现在我们有了数据，特征$X$和对应的关注值$y$，我们要如何去得到线性模型的参数$w$和$b$呢?  
若记$\bar{w}=\left[\begin{matrix}w \\ b \end{matrix}\right]$,$\bar{X}=\left[\begin{matrix}X & 1 \end{matrix}\right]$对于统计学，你可以推导出来最优解 $\hat{\bar{w}}^*=(\bar{X}^\intercal\bar{X})^{-1}(\bar{X}^\intercal)y$。
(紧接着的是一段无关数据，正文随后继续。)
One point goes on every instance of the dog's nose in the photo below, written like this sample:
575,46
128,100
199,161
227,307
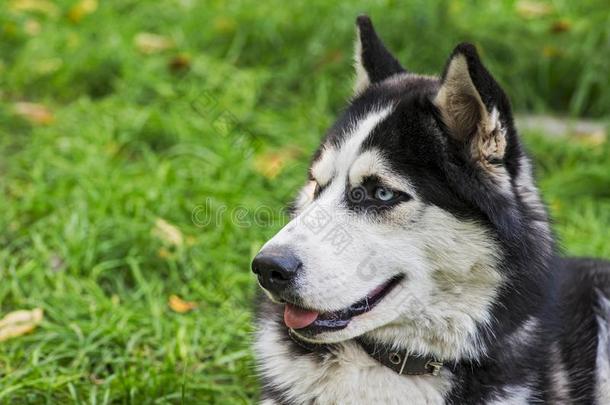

但是这个方法有很大的局限性  
1. X必须是可逆的
2. 当数据量和特征维度都很大是，计算耗时，求逆更耗时  

那么有别的办法吗？有！从优化的角度来做。这是个凸函数，用梯度下降的方法，一定可以找到全局最优解

首先计算损失函数对参数的偏导数  
$$\frac{\partial{L}}{\partial{w_1}}= \sum_{i=1}^n(\hat{y_i}-y_i)x_{i1}\tag{3}$$
$$\frac{\partial{L}}{\partial{b}}= \sum_{i=1}^n(\hat{y_i}-y_i)\tag{4}$$

在本例中，若定义$\vec{w}=\left[\begin{matrix}w1 \\ w2 \\ b \end{matrix}\right]$,那么  
$$\frac{\partial{L}}{\partial{\vec{w}}}= \sum_{i=1}^n(\hat{y_i}-y_i)\left[\begin{matrix}x_{i1}\\x_{i2}\\1 \end{matrix}\right]\tag{4}$$

写成矩阵形式，对$w$的计算为, $X_{100\times2}$ ,$y_{100\times1}$,$\hat{y}_{100\times1}$
$$\frac{\partial{L}}{\partial{\left[\begin{matrix}w_1\\w_2 \end{matrix}\right]}} = X^\intercal(\hat{y}-y)\tag{5}$$  
对$y$的计算为,其中$\vec{1}$元素全为1的列向量
$$\frac{\partial{L}}{\partial{y}} = {\vec{1}}^\intercal(\hat{y}-y)\tag{5}$$ 

先随机初始化$w$和$b$

In [434]:
w = np.random.randn(2,1)
b = np.random.randn(1)
w,b

(array([[-1.963915  ],
        [-0.63304225]]), array([-0.040506]))

根据推导的公式计算梯度

In [435]:
def get_grad(X, y, w, b):
    return np.dot(X.T,np.dot(X,w)+b-y), np.dot(np.ones((1,X.shape[0])),np.dot(X,w)+b-y)

In [436]:
get_grad(X, y, w, b)

(array([[-431.78921776],
        [-338.20905788]]), array([[-526.9522258]]))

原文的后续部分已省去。